There was a noise outside: a couple of cars drawing up. They went to the window. It had started to rain now. Thin lines of drizzle came down silvery black through the night, drenching the steady traffic on the Lungotevere.
Neri watched her eyeballing the men who got out of the cars. She was no fool. She knew their type. Normally he didn’t even allow them into the house.
“Why are they here?”
“You ever been in a war?” he asked, hating the word as he said it. Wars weren’t supposed to happen. They cost money. They could get you into big trouble with people who thought those days were past.
“Of course not.”
“Start learning,” he murmured, as much to himself as her. “These are what we call troops.”
“Four wheels good, two wheels bad,” Teresa Lupo chanted to herself as the Seat lurched along the rough, potholed lane le
ading from the dig, topping a hundred and twenty as it tackled the bumps. She’d just made it to the car in time to see him stumble out of the portable office, still with the helmet and black visor in place, looking like some deadly insect hunting its prey.
Bugman was riding a motorbike. She was in a car. There had to be some advantage there. It was dark now too, with a little greasy rain falling from the sky. Four wheels good . . .
Except it didn’t mean much right then.
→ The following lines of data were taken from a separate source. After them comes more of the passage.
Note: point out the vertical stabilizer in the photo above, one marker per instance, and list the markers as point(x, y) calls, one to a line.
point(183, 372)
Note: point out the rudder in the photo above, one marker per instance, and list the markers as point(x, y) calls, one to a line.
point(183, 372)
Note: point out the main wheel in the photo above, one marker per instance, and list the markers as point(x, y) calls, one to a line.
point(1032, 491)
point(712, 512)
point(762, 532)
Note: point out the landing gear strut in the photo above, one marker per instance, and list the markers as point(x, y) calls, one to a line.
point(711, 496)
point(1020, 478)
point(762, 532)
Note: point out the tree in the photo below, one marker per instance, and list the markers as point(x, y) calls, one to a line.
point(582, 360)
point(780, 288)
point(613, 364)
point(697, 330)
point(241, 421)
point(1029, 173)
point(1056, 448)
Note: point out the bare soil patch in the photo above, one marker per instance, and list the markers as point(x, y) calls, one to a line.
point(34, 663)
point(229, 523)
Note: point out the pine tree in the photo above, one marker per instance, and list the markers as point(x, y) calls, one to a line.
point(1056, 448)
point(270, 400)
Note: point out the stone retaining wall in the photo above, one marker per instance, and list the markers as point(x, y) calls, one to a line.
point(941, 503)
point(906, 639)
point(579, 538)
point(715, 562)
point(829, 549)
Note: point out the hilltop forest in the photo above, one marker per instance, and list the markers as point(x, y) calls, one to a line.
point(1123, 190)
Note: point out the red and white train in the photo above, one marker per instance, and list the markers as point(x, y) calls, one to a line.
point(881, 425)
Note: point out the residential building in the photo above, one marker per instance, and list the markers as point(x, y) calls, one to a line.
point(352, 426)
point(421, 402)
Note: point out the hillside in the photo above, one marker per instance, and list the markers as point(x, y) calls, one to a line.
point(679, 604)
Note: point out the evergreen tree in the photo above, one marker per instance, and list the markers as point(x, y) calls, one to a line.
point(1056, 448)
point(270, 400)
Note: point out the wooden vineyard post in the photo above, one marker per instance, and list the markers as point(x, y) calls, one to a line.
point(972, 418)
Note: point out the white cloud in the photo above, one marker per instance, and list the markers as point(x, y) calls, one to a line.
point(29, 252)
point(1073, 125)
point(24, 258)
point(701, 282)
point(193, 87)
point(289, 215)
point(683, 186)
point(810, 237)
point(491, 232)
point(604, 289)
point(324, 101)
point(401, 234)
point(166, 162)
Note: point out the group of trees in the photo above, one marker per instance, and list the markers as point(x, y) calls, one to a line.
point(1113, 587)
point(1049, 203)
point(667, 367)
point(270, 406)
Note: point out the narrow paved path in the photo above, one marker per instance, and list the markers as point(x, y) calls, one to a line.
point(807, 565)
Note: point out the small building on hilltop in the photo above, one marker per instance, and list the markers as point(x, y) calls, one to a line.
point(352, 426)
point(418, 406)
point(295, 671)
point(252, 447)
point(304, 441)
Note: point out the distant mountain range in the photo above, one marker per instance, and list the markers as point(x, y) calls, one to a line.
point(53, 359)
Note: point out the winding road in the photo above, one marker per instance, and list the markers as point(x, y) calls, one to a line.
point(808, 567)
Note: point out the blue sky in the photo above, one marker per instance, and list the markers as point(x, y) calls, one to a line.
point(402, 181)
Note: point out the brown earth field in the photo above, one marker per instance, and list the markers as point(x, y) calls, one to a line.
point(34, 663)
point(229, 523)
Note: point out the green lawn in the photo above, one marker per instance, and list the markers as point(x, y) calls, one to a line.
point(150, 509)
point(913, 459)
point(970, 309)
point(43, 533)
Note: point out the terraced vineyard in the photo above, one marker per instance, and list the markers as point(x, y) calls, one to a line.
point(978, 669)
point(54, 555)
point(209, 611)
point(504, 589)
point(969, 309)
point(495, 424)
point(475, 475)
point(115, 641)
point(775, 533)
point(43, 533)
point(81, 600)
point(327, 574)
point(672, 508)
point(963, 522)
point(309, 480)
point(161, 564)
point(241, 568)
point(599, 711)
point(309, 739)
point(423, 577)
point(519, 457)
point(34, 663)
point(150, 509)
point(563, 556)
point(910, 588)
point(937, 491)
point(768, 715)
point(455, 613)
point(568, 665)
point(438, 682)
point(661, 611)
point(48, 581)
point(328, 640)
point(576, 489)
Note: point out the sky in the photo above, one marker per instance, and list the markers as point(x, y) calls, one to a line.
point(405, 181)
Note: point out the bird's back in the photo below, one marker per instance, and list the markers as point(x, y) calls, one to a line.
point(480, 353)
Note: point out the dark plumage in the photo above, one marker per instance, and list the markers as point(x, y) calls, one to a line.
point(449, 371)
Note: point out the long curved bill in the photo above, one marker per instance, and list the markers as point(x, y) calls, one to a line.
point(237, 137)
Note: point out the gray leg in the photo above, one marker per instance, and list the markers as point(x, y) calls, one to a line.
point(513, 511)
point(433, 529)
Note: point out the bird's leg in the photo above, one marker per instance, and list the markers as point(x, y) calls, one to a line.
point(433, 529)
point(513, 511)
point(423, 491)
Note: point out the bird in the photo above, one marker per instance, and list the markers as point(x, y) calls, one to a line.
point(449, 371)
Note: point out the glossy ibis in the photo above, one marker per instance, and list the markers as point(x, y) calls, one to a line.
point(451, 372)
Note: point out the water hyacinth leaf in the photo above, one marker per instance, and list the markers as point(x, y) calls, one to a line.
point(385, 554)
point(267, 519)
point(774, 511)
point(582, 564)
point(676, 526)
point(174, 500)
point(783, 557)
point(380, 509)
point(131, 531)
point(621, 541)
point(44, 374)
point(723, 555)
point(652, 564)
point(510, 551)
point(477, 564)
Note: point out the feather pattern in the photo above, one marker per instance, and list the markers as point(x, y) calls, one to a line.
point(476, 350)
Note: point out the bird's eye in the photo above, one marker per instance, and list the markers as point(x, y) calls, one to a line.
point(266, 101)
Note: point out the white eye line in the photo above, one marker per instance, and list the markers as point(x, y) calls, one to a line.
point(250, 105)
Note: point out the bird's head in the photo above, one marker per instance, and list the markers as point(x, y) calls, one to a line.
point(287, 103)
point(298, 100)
The bike rider seemed to possess his own special brand of gravity. The Leon breasted the hard shoulder of the main road, leapt briefly into the air, and turned, tyres screeching, towards the airport.
When she managed to get control of the car once more, seeing with some relief the lights of the main terminal a couple of kilometres off in the distance, she plucked up sufficient courage to glance in the mirror. He’d made up ground. He must be riding the Honda from hell. It seemed to stick to the greasy road in a way the Seat couldn’t. They’d been a good three hundred metres apart when she approached the end of the track. Now half the gap she’d enjoyed had disappeared. The thing moved like crap off a hot shovel.
“Holy fuck,” she whispered idly and stared at the mobile phone on the seat. She didn’t even dare try to call again. She needed both hands on the wheel. She needed her mind set on survival, nothing else.
The car dropped into fourth, she floored the accelerator and roared past a couple of slow-moving trucks, one of which was just lumbering into the outside lane to overtake. The mirror was briefly a mass of metal as the two leviathans leaned into each other for dominance. Then the bike came through between them, squeezing into a gap no more than a metre or so wide, speeding ahead.
“Jesus.” She stared into the mirror. “What did I do? Where are the cops, for God’s sake?”
The terminal didn’t seem much closer just then. All her ideas of safety in its bright lights were starting to disappear. And anyway, her mind told her, Mr. Insect Head didn’t care about bright lights. She could run in and march straight up to check in at the Alitalia First Class desk and he’d still follow, all the way on his bright and shiny machine, pausing only to pump a couple of bullets into her head before riding out of the doors again, because that’s what men on motorbikes did.